La Loi sur la Mémoire Démocratique touche désormais la Cathédrale d'Almería

La Loi sur la Mémoire Démocratique touche désormais la Cathédrale d'Almería

Hors du champ du Valle de los Caídos, plongé dans le processus de « resignification » impulsé par le Gouvernement dans le cadre de la Ley de Memoria Democrática, l’application de cette réglementation concerne désormais la Cathédrale de l’Encarnación d’Almería. Dans ce cas, c’est l’évêché lui-même qui a sollicité auprès de la Junta de Andalucía des orientations pour procéder à l’éventuel retrait de plusieurs symboles liés au franquisme présents dans le temple.

La consultation du diocèse intervient après que le Ministère de la Politique territoriale et de la Mémoire démocratique a ouvert un dossier concernant une inscription gravée portant le nom de José Antonio Primo de Rivera et l’écusson avec le joug et les flèches, éléments que le Gouvernement considère contraires à la Ley de Memoria Democrática.

Selon les informations de Vida Nueva, le diocèse a exprimé sa volonté de se conformer à la législation en vigueur, tout en demandant l’appui de l’administration autonome pour déterminer la manière dont l’intervention doit être réalisée, étant donné que la cathédrale est classée Bien d’Intérêt Culturel (BIC) dans la catégorie Monument.

La protection patrimoniale conditionne toute intervention

La Cathédrale de l’Encarnación bénéficie de la protection patrimoniale maximale ; toute modification de ses éléments architecturaux ou décoratifs nécessite donc une autorisation administrative et doit respecter la réglementation de conservation du patrimoine historique.

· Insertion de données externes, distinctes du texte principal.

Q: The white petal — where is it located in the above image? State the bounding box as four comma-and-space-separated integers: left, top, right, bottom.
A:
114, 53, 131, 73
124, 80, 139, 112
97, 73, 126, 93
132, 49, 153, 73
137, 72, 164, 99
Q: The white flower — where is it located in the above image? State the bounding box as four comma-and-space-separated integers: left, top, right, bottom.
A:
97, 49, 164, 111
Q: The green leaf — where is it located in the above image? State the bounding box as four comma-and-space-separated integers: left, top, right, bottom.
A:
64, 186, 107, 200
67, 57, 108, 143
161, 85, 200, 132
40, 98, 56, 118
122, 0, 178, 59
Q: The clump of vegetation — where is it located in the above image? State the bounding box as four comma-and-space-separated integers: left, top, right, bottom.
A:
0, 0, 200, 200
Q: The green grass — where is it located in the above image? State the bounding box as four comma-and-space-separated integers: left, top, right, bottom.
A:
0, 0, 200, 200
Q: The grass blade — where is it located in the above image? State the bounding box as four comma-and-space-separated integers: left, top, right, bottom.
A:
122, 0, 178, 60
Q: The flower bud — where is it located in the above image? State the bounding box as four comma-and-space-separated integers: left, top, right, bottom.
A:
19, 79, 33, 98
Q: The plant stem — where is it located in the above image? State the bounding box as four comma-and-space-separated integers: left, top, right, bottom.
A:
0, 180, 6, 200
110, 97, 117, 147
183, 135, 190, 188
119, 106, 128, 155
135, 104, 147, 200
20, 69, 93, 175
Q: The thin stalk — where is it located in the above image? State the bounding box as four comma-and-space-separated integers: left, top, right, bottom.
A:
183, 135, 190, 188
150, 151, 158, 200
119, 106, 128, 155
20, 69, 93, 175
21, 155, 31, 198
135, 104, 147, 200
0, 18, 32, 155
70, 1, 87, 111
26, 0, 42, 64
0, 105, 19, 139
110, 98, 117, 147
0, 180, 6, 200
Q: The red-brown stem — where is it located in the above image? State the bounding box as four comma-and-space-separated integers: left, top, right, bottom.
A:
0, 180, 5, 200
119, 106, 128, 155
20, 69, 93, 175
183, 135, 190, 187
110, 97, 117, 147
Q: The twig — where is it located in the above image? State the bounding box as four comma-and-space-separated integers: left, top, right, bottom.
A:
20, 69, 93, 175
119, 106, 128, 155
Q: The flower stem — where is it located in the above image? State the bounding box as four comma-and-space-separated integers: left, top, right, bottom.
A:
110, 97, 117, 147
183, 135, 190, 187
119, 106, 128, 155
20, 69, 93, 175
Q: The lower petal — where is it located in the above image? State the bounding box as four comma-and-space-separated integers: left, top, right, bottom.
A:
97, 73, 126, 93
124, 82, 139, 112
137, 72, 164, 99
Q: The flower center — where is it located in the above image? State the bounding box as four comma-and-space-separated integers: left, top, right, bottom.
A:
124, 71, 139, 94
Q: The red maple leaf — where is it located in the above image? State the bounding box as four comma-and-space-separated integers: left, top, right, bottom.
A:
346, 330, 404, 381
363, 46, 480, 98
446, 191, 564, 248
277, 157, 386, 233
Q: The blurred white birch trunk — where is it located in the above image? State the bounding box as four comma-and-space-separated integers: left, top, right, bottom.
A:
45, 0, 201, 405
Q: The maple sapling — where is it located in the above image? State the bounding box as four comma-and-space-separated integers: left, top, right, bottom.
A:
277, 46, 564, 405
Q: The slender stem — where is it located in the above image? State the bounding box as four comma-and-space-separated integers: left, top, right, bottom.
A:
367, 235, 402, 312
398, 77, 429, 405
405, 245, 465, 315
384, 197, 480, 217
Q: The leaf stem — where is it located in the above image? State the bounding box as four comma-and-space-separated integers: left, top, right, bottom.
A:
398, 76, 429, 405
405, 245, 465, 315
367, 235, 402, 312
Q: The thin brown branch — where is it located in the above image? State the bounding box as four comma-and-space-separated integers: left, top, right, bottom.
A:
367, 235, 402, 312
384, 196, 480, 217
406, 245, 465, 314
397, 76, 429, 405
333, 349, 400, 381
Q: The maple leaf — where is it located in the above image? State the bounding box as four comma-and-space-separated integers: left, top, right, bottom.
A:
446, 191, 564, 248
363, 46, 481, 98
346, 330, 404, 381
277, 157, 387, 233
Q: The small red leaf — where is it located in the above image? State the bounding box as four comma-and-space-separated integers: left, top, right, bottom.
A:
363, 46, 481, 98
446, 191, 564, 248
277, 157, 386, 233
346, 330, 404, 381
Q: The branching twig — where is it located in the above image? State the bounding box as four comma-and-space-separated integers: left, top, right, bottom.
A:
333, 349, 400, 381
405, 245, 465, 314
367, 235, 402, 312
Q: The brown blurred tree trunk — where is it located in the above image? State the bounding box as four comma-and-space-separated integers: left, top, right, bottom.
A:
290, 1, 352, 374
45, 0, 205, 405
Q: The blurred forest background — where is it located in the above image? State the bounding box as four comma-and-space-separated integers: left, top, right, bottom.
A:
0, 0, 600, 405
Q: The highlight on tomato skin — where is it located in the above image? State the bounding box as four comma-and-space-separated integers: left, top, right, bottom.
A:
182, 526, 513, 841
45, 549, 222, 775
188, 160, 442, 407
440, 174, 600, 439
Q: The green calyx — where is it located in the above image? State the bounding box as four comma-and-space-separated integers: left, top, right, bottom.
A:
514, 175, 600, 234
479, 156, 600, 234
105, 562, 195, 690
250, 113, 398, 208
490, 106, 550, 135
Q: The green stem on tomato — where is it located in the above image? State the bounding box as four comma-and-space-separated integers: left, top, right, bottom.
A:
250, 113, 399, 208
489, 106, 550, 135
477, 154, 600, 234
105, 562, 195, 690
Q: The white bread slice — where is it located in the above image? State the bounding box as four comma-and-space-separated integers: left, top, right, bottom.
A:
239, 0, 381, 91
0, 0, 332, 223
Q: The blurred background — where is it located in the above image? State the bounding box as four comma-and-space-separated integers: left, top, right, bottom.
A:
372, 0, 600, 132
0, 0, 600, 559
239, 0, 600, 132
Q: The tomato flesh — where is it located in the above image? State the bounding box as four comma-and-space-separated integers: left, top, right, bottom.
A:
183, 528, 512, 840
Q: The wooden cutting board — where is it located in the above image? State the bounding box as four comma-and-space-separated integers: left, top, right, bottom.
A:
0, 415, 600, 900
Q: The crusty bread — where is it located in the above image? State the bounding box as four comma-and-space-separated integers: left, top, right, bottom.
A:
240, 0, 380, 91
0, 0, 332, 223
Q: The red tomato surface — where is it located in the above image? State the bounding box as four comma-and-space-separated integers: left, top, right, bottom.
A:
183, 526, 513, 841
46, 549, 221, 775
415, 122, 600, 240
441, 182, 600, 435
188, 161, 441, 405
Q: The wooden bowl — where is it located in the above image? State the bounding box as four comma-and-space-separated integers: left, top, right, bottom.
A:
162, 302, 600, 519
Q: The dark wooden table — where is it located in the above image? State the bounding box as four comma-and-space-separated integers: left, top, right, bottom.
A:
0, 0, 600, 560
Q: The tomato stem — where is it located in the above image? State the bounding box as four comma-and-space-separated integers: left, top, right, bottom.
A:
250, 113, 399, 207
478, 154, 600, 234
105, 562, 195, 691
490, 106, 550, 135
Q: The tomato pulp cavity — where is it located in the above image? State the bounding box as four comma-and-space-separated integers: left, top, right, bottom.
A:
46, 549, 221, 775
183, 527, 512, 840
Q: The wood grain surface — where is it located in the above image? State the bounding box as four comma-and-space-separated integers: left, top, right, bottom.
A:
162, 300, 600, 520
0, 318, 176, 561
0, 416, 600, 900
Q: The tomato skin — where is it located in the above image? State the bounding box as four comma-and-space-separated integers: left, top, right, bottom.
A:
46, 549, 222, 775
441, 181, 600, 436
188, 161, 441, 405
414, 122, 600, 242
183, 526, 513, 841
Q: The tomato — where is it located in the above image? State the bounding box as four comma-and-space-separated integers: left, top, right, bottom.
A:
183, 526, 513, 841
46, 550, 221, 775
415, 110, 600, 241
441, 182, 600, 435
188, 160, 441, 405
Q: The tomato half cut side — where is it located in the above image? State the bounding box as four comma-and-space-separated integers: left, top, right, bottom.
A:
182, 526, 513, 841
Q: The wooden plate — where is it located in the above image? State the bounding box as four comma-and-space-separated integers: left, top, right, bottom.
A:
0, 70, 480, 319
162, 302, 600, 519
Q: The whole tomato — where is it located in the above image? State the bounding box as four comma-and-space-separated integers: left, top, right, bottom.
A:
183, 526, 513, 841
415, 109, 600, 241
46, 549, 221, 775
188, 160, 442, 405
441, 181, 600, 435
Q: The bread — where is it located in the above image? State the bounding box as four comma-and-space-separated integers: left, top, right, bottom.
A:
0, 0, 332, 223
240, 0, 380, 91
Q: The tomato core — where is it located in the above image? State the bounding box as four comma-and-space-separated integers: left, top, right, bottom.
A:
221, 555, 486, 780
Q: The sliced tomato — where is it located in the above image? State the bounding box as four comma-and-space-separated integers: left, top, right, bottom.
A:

Pour cette raison, l’évêché avait déjà adressé précédemment une consultation à la Junta de Andalucía après avoir reçu, plusieurs mois auparavant, une communication du secrétaire d’État à la Mémoire démocratique, Fernando Martínez, l’informant de la procédure engagée par le Ministère. Cette demande, selon les mêmes sources, n’a pas reçu de réponse.

Le Ministère considère qu’il y a une exaltation du franquisme

Le Ministère a annoncé cette semaine l’inscription de l’inscription existant dans la cathédrale d’Almería au catalogue officiel des symboles et éléments contraires à la Mémoire démocratique.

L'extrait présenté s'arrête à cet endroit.